Tips for capturing close-ups | News, Sports, Jobs
I’m ready for my close up now.
It’s the time of year when flowers bloom, pollinators pollinate and photographers take pictures. I thought this would be a good time to offer some advice to those trying to capture things up close. There are several ways to take pictures close to your subject. One is to use a macro lens and the other is to use whatever camera you might have in your pocket. Your phone.
A macro lens is a lens designed to focus extremely close. I’ve had one for decades. The Nikon 50mm is an all-manual lens that I bought second-hand in the early 1980s. It was probably made 50 years ago. Since Nikon never changed their lens mount, I can still use it on a digital camera. You have to focus and set the aperture manually, which in this case is a good thing.
All cameras, including the one on your phone, have depth of field with focus. Depth of field is the area that will be in focus in a photo, measured from the first point of sharp focus to the last point of focus. Two things affect depth of field. Your aperture setting and the distance between you and your subject. The smaller the aperture aperture on a lens, the less light it will let into the camera, but the greater the depth of field. By using an aperture like f32 you can get a decent amount of the photo in focus. Your trade-off is that it requires a longer shutter speed to compensate for the light reduction caused by the smaller aperture.

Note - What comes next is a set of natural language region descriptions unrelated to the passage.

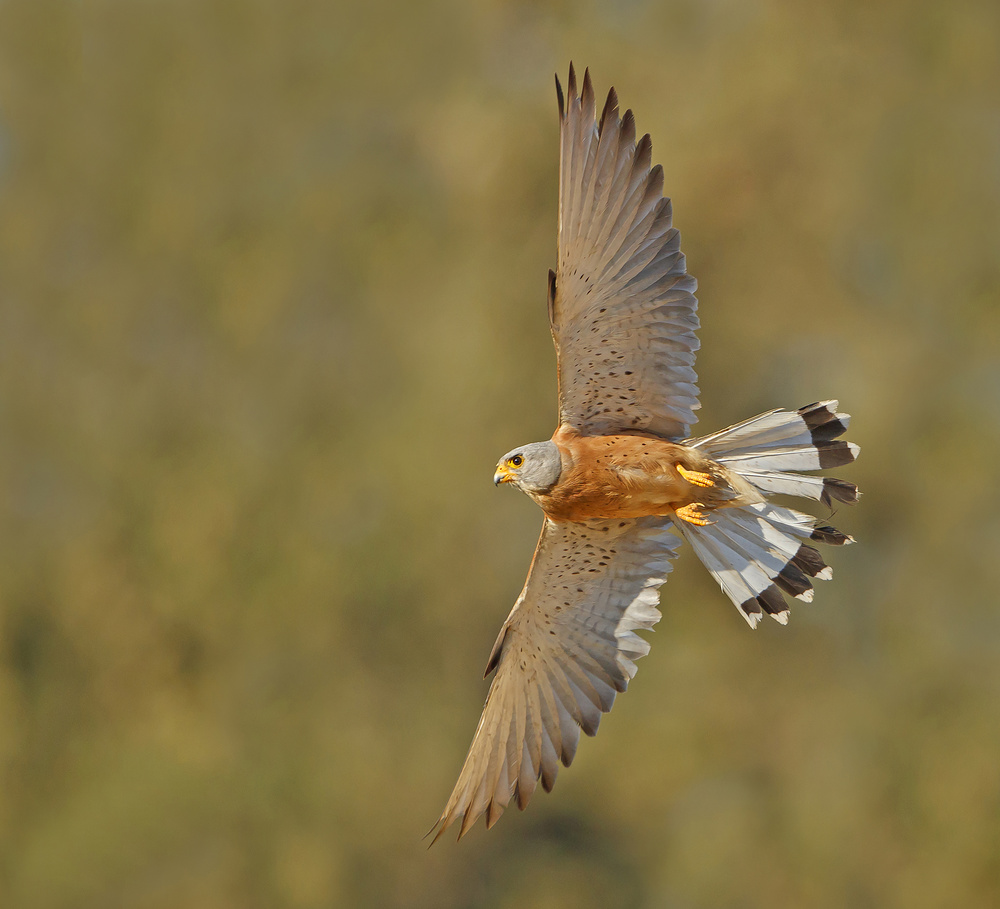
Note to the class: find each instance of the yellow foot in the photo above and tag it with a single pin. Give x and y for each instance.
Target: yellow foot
(695, 478)
(694, 514)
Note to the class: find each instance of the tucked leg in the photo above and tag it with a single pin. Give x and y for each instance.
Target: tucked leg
(696, 478)
(694, 513)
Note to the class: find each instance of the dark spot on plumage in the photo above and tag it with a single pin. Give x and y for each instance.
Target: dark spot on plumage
(828, 534)
(840, 490)
(793, 580)
(833, 454)
(809, 560)
(772, 600)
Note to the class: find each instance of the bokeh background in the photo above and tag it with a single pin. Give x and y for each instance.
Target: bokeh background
(272, 301)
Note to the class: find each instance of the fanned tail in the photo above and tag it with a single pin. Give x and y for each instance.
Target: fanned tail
(760, 552)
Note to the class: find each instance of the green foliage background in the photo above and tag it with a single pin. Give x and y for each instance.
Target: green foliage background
(272, 282)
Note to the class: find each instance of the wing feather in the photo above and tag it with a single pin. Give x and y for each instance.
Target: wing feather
(566, 650)
(623, 313)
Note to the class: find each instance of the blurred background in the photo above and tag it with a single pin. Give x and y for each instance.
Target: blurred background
(272, 302)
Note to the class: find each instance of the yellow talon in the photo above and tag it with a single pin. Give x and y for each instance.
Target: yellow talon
(694, 514)
(695, 478)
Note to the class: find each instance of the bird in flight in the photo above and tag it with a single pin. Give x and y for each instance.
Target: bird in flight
(621, 473)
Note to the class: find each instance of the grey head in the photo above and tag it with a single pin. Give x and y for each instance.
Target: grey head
(532, 468)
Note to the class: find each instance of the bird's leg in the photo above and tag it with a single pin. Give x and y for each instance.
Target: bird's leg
(694, 513)
(696, 478)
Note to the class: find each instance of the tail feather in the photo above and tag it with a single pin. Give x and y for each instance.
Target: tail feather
(761, 551)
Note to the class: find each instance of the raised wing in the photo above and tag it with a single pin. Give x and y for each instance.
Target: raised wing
(621, 305)
(567, 647)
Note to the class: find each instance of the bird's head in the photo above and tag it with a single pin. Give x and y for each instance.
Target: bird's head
(533, 468)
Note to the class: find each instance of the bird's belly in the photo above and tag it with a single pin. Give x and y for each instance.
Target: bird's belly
(614, 494)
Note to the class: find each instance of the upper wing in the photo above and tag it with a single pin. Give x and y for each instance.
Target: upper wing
(621, 305)
(567, 647)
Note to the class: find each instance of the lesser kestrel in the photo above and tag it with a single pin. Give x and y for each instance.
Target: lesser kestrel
(621, 473)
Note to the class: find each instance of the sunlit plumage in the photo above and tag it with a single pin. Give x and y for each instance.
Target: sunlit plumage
(621, 474)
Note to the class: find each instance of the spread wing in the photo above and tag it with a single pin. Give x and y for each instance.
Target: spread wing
(567, 647)
(621, 305)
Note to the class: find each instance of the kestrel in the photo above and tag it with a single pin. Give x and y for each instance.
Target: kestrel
(620, 473)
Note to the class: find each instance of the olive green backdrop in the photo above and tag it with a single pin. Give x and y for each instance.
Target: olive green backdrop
(272, 302)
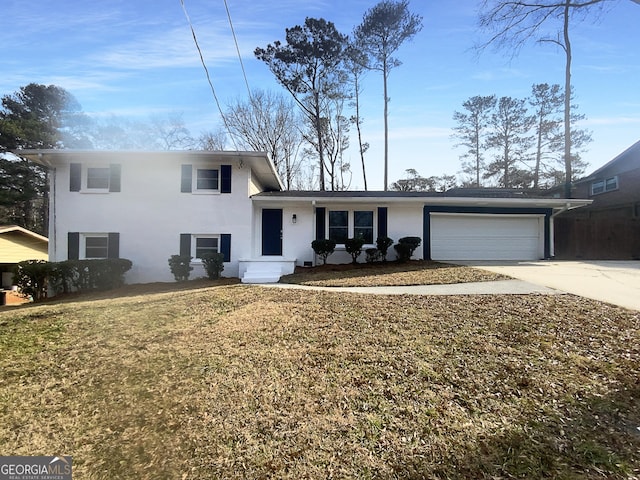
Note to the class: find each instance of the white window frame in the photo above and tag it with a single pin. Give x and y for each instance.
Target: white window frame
(85, 178)
(83, 245)
(195, 188)
(351, 224)
(605, 185)
(194, 245)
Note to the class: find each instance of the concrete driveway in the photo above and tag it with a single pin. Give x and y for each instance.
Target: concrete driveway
(615, 281)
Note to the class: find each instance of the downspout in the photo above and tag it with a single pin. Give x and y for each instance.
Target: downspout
(552, 246)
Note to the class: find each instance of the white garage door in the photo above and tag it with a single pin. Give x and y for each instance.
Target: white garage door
(486, 237)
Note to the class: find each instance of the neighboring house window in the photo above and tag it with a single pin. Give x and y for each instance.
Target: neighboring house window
(204, 245)
(207, 179)
(363, 225)
(96, 246)
(606, 185)
(338, 225)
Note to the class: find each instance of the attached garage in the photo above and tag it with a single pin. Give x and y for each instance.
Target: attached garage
(486, 237)
(487, 233)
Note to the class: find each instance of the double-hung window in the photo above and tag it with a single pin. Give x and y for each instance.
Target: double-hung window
(345, 224)
(205, 245)
(339, 225)
(98, 178)
(94, 179)
(363, 225)
(96, 246)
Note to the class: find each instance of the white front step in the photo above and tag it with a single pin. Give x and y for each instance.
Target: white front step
(266, 271)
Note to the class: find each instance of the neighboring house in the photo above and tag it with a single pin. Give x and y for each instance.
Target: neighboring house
(147, 206)
(16, 245)
(609, 228)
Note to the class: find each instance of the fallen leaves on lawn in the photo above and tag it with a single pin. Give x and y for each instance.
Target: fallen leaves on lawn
(249, 382)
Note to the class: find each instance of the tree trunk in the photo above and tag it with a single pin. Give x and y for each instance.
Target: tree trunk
(567, 104)
(386, 127)
(364, 173)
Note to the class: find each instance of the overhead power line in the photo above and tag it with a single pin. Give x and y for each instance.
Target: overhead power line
(235, 40)
(206, 70)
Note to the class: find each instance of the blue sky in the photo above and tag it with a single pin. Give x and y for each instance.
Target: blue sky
(136, 58)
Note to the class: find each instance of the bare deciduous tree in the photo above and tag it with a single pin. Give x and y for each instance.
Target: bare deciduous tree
(384, 28)
(268, 122)
(513, 23)
(306, 67)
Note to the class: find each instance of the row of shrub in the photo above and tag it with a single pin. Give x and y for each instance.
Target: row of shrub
(39, 279)
(180, 266)
(404, 248)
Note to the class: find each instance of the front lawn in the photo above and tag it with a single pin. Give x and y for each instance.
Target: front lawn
(378, 274)
(248, 382)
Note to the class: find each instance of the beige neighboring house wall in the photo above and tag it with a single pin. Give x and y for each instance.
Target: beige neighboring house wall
(16, 245)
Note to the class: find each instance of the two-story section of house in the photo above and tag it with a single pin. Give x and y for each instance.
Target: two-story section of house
(147, 206)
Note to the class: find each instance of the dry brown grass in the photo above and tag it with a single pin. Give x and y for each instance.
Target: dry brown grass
(249, 382)
(415, 272)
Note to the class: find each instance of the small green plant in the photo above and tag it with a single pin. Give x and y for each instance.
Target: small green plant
(180, 266)
(373, 255)
(353, 246)
(382, 244)
(323, 248)
(213, 264)
(406, 246)
(32, 277)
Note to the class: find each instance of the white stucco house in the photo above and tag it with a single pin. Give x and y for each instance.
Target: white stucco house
(147, 206)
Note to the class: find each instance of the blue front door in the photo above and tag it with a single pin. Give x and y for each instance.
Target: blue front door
(272, 231)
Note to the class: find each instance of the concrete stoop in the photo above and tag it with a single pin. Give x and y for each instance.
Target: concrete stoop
(265, 270)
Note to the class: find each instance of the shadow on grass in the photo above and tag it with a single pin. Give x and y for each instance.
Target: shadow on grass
(130, 291)
(351, 270)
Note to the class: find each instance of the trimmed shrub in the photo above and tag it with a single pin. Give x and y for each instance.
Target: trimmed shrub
(213, 264)
(406, 246)
(373, 255)
(323, 248)
(180, 266)
(383, 244)
(32, 278)
(353, 246)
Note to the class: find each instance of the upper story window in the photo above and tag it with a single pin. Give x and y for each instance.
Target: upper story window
(97, 179)
(96, 246)
(207, 179)
(606, 185)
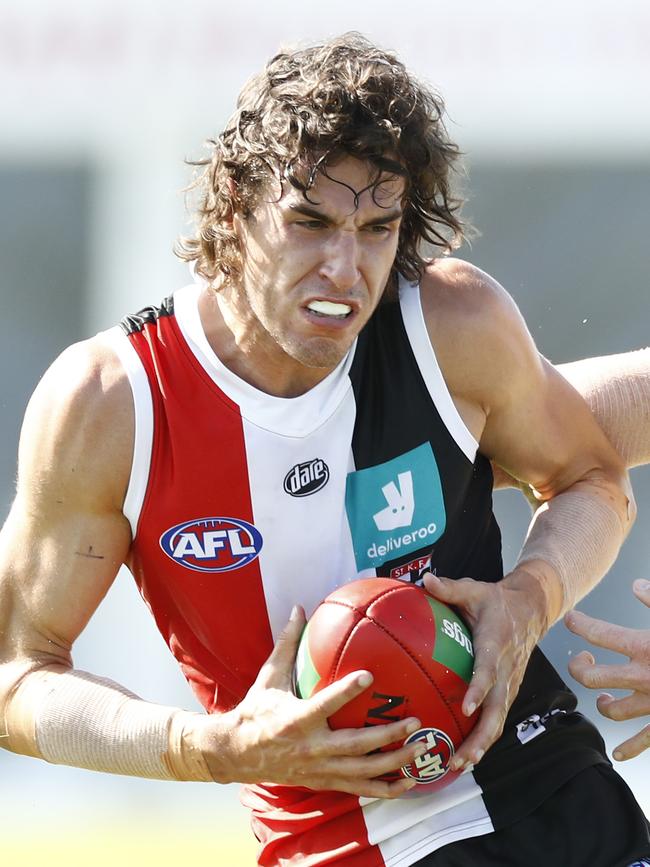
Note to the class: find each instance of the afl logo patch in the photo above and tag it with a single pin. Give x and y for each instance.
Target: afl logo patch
(434, 764)
(212, 544)
(306, 478)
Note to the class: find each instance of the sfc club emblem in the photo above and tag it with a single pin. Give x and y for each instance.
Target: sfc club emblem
(434, 764)
(212, 544)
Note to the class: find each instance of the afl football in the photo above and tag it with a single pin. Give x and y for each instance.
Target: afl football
(421, 657)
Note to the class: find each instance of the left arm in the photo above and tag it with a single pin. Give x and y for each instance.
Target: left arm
(530, 421)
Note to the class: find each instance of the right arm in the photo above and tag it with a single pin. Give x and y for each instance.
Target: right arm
(60, 549)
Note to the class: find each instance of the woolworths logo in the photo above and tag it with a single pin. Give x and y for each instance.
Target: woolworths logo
(395, 508)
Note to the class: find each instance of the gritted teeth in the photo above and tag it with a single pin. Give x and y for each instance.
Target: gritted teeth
(329, 308)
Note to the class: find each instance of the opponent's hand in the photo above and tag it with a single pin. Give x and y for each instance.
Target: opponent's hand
(273, 736)
(507, 620)
(633, 675)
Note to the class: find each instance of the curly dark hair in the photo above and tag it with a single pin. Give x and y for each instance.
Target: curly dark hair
(306, 110)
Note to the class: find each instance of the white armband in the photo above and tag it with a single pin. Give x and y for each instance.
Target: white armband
(579, 535)
(617, 389)
(75, 718)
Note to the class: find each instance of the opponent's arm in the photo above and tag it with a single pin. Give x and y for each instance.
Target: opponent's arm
(537, 427)
(60, 550)
(617, 391)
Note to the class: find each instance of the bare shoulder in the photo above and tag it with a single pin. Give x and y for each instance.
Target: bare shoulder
(79, 426)
(481, 340)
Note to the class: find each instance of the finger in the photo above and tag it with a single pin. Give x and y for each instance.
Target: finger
(359, 742)
(641, 589)
(370, 788)
(453, 592)
(485, 733)
(584, 669)
(276, 671)
(627, 707)
(376, 765)
(333, 697)
(483, 679)
(619, 638)
(634, 746)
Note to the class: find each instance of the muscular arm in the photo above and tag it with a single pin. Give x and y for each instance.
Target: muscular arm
(529, 420)
(60, 550)
(617, 391)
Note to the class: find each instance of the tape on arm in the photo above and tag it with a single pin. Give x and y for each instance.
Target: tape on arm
(578, 535)
(75, 718)
(617, 389)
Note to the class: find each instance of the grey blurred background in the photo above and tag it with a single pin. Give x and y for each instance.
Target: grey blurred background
(99, 105)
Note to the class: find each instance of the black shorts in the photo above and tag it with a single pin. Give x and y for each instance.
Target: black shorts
(591, 821)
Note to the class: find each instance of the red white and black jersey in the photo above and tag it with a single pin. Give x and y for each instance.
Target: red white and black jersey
(243, 504)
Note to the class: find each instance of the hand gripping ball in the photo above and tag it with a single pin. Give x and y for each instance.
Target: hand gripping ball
(420, 654)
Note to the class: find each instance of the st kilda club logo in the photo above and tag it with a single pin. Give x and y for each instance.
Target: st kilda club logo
(212, 544)
(306, 478)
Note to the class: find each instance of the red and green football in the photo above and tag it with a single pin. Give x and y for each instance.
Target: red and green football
(421, 657)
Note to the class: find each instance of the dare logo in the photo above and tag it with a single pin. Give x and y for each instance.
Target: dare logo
(434, 764)
(212, 544)
(306, 478)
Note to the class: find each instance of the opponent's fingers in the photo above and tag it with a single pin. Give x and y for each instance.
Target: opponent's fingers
(462, 593)
(326, 702)
(371, 789)
(584, 669)
(359, 742)
(488, 728)
(622, 639)
(633, 746)
(483, 679)
(641, 589)
(375, 765)
(627, 707)
(276, 671)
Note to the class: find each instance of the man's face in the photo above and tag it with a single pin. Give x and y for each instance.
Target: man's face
(314, 271)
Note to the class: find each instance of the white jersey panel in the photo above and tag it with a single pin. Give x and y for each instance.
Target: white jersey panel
(408, 828)
(143, 411)
(295, 525)
(411, 306)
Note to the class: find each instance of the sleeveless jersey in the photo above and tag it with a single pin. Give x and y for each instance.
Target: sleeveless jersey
(242, 504)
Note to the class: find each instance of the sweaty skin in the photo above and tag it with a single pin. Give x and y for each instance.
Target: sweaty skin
(77, 442)
(617, 391)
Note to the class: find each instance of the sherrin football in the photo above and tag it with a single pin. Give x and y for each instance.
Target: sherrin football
(421, 657)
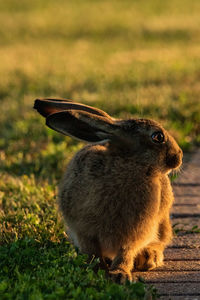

The photo on page 2 today was taken with a macro lens. A similar photo on this page was taken with a phone. Notice the difference in the sharpness of the flowers in each, especially those in the back.
Focusing with a macro can be tricky because the depth of field is so short. What worked for me was bringing the focus closer and then moving my body slightly until the image was in focus. I’ve used it for newspaper photos for decades. In addition to the photo on page 2 today, I also used it to take a photo of the center of a dogwood flower that appeared in the newspaper last month.
Most people, of course, don’t have a 50-year-old macro in their pocket, so they resort to their phones. A phone will work fine but will take a bit of trickery to get what you want. While my macro is 100% manual, a phone’s camera is almost 100% automatic. There isn’t really a way to change the aperture, but if you work with it you can get the focus you want. A phone’s camera will by default try to focus the image as much as possible, which can leave the background in focus and your subject not. Tapping the screen where the subject is will not only improve your exposure, but it can also change your focus. Try going in and out a bit until you see the flower, bee, spider or whatever comes into focus, then move forward and out a bit and take several shots. One is certain to be sharper than the others.
A macro lens, for the most part, will focus closer than your phone. Remember, it’s better to have a sharp photo that needs to be cropped than a blurry photo that fills your entire screen. When composing the photo, remember that it will be more exciting if it has several subjects. A drop of rain and a sunrise, for example, or a flower and a bee. Close-up photography can be rewarding because it can showcase beauty that normally goes unnoticed.
Remember, if you want it submitted as a photo to use on Page 2, make sure it’s clean and horizontal.